ParDo

Javadoc Javadoc


A transform for generic parallel processing. A ParDo transform considers each element in the input PCollection, performs some processing function (your user code) on that element, and emits zero or more elements to an output PCollection.

See more information in the Beam Programming Guide.

Examples

Example 1: Passing side inputs

  // Pass side inputs to your ParDo transform by invoking .withSideInputs.
  // Inside your DoFn, access the side input by using the method DoFn.ProcessContext.sideInput.

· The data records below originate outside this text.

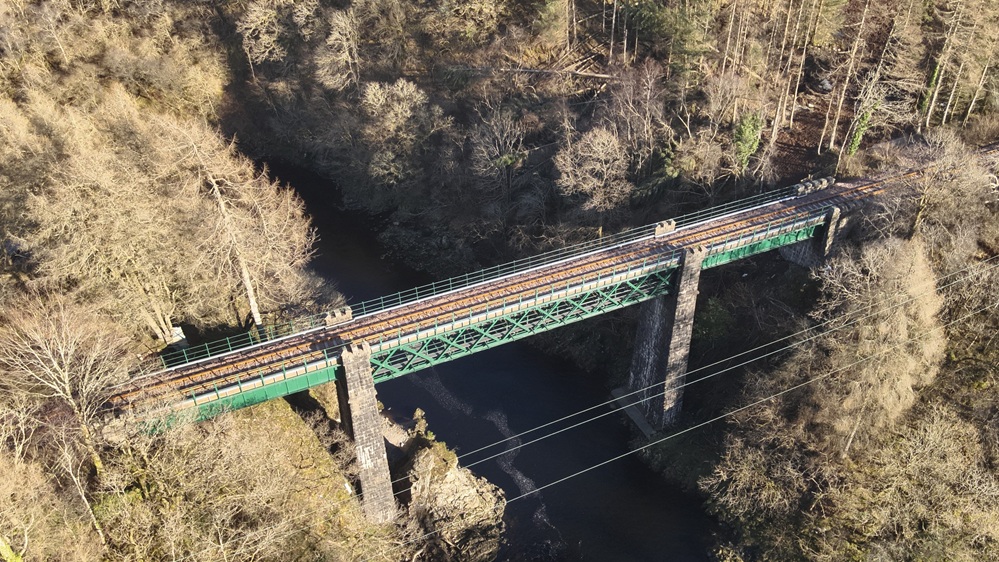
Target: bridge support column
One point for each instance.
(662, 346)
(813, 252)
(362, 421)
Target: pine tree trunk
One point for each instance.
(849, 75)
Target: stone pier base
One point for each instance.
(362, 421)
(662, 346)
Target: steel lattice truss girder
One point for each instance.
(516, 322)
(390, 361)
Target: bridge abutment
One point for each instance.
(662, 346)
(363, 422)
(813, 252)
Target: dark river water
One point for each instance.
(621, 511)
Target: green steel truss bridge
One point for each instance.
(449, 319)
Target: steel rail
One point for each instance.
(319, 347)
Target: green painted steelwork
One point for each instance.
(805, 232)
(199, 352)
(213, 403)
(506, 320)
(513, 322)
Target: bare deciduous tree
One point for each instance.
(51, 349)
(594, 167)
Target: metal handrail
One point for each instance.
(207, 350)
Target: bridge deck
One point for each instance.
(464, 318)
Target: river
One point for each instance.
(622, 511)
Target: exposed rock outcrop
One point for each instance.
(461, 513)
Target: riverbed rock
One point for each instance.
(461, 513)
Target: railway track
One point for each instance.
(299, 351)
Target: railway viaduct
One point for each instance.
(657, 266)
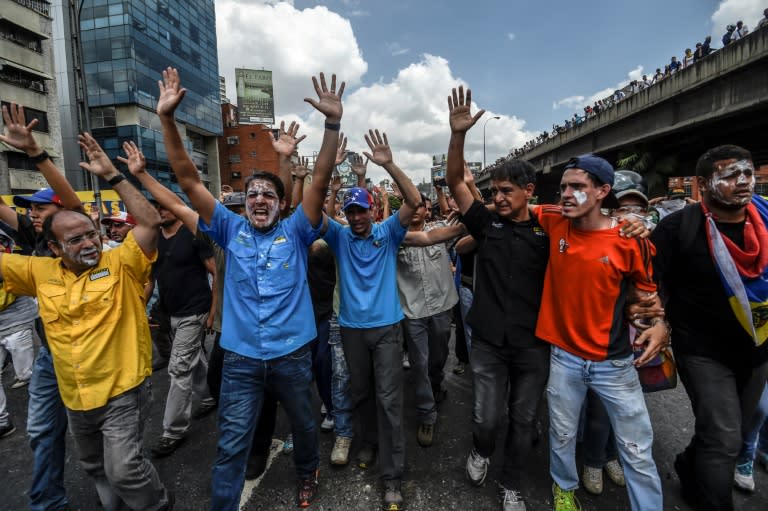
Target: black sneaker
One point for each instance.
(308, 490)
(166, 446)
(7, 430)
(366, 457)
(425, 434)
(204, 409)
(393, 498)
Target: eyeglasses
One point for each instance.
(267, 194)
(77, 240)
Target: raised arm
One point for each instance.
(299, 173)
(328, 102)
(461, 121)
(171, 94)
(18, 134)
(359, 168)
(433, 236)
(165, 197)
(147, 218)
(285, 145)
(381, 154)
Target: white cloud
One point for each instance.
(579, 102)
(411, 107)
(293, 44)
(731, 11)
(395, 49)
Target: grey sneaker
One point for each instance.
(511, 500)
(340, 452)
(477, 468)
(592, 479)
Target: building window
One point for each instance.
(31, 113)
(103, 117)
(40, 6)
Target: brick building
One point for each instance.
(243, 149)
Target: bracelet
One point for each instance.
(40, 158)
(117, 179)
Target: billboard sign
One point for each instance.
(255, 97)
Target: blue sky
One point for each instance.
(528, 62)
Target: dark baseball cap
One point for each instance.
(601, 170)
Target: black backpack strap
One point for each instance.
(689, 226)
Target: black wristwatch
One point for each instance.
(40, 158)
(112, 182)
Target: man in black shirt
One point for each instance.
(182, 268)
(510, 264)
(722, 366)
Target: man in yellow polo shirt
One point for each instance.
(91, 306)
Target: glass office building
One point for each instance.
(126, 45)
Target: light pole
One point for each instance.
(486, 122)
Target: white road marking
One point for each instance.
(250, 486)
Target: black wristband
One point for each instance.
(40, 158)
(118, 178)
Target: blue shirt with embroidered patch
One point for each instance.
(267, 309)
(367, 273)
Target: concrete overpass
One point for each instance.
(721, 99)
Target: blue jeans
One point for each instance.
(756, 436)
(47, 428)
(340, 389)
(617, 385)
(244, 382)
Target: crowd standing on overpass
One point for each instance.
(690, 58)
(568, 303)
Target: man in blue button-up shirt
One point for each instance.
(268, 319)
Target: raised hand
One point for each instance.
(380, 154)
(341, 151)
(335, 183)
(287, 141)
(17, 132)
(98, 162)
(301, 169)
(357, 165)
(135, 160)
(328, 101)
(460, 117)
(171, 92)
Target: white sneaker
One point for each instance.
(511, 500)
(743, 478)
(477, 468)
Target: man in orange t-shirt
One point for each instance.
(591, 267)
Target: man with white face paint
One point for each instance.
(91, 306)
(586, 285)
(712, 264)
(268, 321)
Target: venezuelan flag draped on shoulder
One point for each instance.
(744, 272)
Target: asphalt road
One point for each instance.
(434, 477)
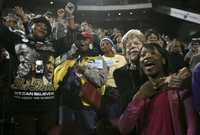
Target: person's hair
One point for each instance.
(151, 31)
(164, 54)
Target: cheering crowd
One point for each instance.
(59, 77)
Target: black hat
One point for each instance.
(42, 19)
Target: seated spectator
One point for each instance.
(156, 107)
(113, 61)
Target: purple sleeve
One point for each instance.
(129, 119)
(196, 87)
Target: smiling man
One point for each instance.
(156, 107)
(33, 101)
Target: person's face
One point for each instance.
(84, 26)
(177, 47)
(132, 49)
(40, 30)
(152, 38)
(151, 62)
(106, 46)
(84, 45)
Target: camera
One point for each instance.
(39, 67)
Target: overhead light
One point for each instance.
(51, 2)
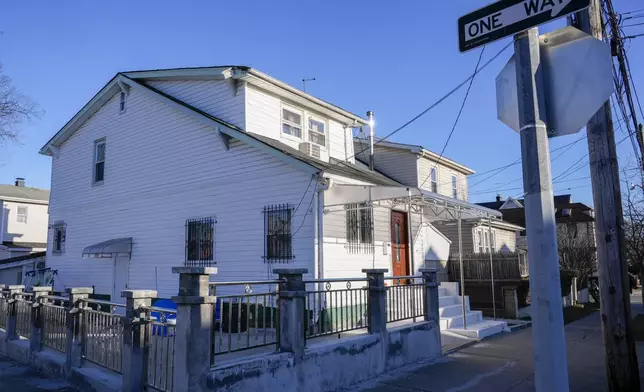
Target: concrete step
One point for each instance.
(457, 321)
(481, 329)
(452, 300)
(450, 310)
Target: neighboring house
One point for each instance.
(575, 218)
(229, 167)
(23, 219)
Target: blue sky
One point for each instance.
(394, 58)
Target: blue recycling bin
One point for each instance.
(171, 318)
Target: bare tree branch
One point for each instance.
(15, 108)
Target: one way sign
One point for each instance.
(507, 17)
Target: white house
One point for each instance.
(226, 167)
(23, 219)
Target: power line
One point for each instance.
(458, 116)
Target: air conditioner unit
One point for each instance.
(310, 149)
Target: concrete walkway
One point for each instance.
(15, 377)
(504, 363)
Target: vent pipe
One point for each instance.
(372, 126)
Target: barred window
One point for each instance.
(278, 240)
(200, 242)
(359, 221)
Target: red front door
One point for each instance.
(399, 258)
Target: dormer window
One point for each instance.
(317, 131)
(292, 122)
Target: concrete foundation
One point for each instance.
(329, 366)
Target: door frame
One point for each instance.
(407, 243)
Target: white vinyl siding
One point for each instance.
(182, 171)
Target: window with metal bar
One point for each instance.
(359, 224)
(278, 239)
(200, 242)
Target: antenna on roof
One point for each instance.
(304, 80)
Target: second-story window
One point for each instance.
(433, 180)
(58, 245)
(454, 186)
(21, 216)
(99, 161)
(292, 122)
(317, 131)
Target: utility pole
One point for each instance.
(621, 357)
(549, 342)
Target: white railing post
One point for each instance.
(136, 343)
(74, 326)
(37, 319)
(15, 291)
(193, 339)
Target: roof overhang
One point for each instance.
(110, 248)
(423, 153)
(441, 207)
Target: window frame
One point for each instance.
(359, 222)
(95, 160)
(59, 227)
(433, 183)
(23, 216)
(291, 123)
(278, 246)
(204, 247)
(324, 134)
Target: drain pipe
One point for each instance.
(372, 126)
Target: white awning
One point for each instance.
(441, 207)
(110, 248)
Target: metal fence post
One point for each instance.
(136, 343)
(431, 295)
(377, 300)
(37, 320)
(14, 291)
(74, 341)
(193, 339)
(292, 312)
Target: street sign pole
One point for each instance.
(549, 343)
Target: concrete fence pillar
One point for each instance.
(292, 312)
(193, 339)
(430, 279)
(510, 302)
(15, 291)
(37, 318)
(136, 343)
(377, 300)
(74, 326)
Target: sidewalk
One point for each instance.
(504, 363)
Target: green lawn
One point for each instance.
(576, 312)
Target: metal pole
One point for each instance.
(621, 356)
(549, 342)
(373, 232)
(489, 233)
(460, 261)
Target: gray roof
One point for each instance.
(356, 171)
(23, 192)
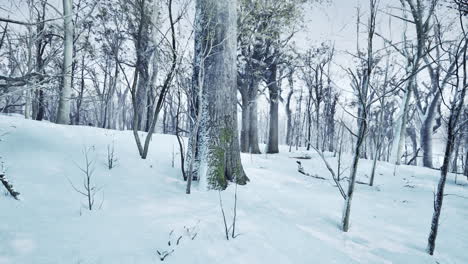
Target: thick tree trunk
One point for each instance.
(218, 145)
(352, 177)
(63, 113)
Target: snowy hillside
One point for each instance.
(282, 216)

  // The input PCollection to ParDo.
  PCollection<String> words = ...;

  // A PCollection of word lengths that we'll combine into a single value.
  PCollection<Integer> wordLengths = ...; // Singleton PCollection

  // Create a singleton PCollectionView from wordLengths using Combine.globally and View.asSingleton.
  final PCollectionView<Integer> maxWordLengthCutOffView =
     wordLengths.apply(Combine.globally(new Max.MaxIntFn()).asSingletonView());


  // Apply a ParDo that takes maxWordLengthCutOffView as a side input.
  PCollection<String> wordsBelowCutOff =
  words.apply(ParDo
      .of(new DoFn<String, String>() {
          public void processElement(ProcessContext c) {
            String word = c.element();
            // In our DoFn, access the side input.
            int lengthCutOff = c.sideInput(maxWordLengthCutOffView);
            if (word.length() <= lengthCutOff) {
              c.output(word);
            }
          }
      }).withSideInputs(maxWordLengthCutOffView)
  );

Example 2: Emitting to multiple outputs in your DoFn

// To emit elements to multiple output PCollections, create a TupleTag object to identify each collection
// that your ParDo produces. For example, if your ParDo produces three output PCollections (the main output
// and two additional outputs), you must create three TupleTags. The following example code shows how to
// create TupleTags for a ParDo with three output PCollections.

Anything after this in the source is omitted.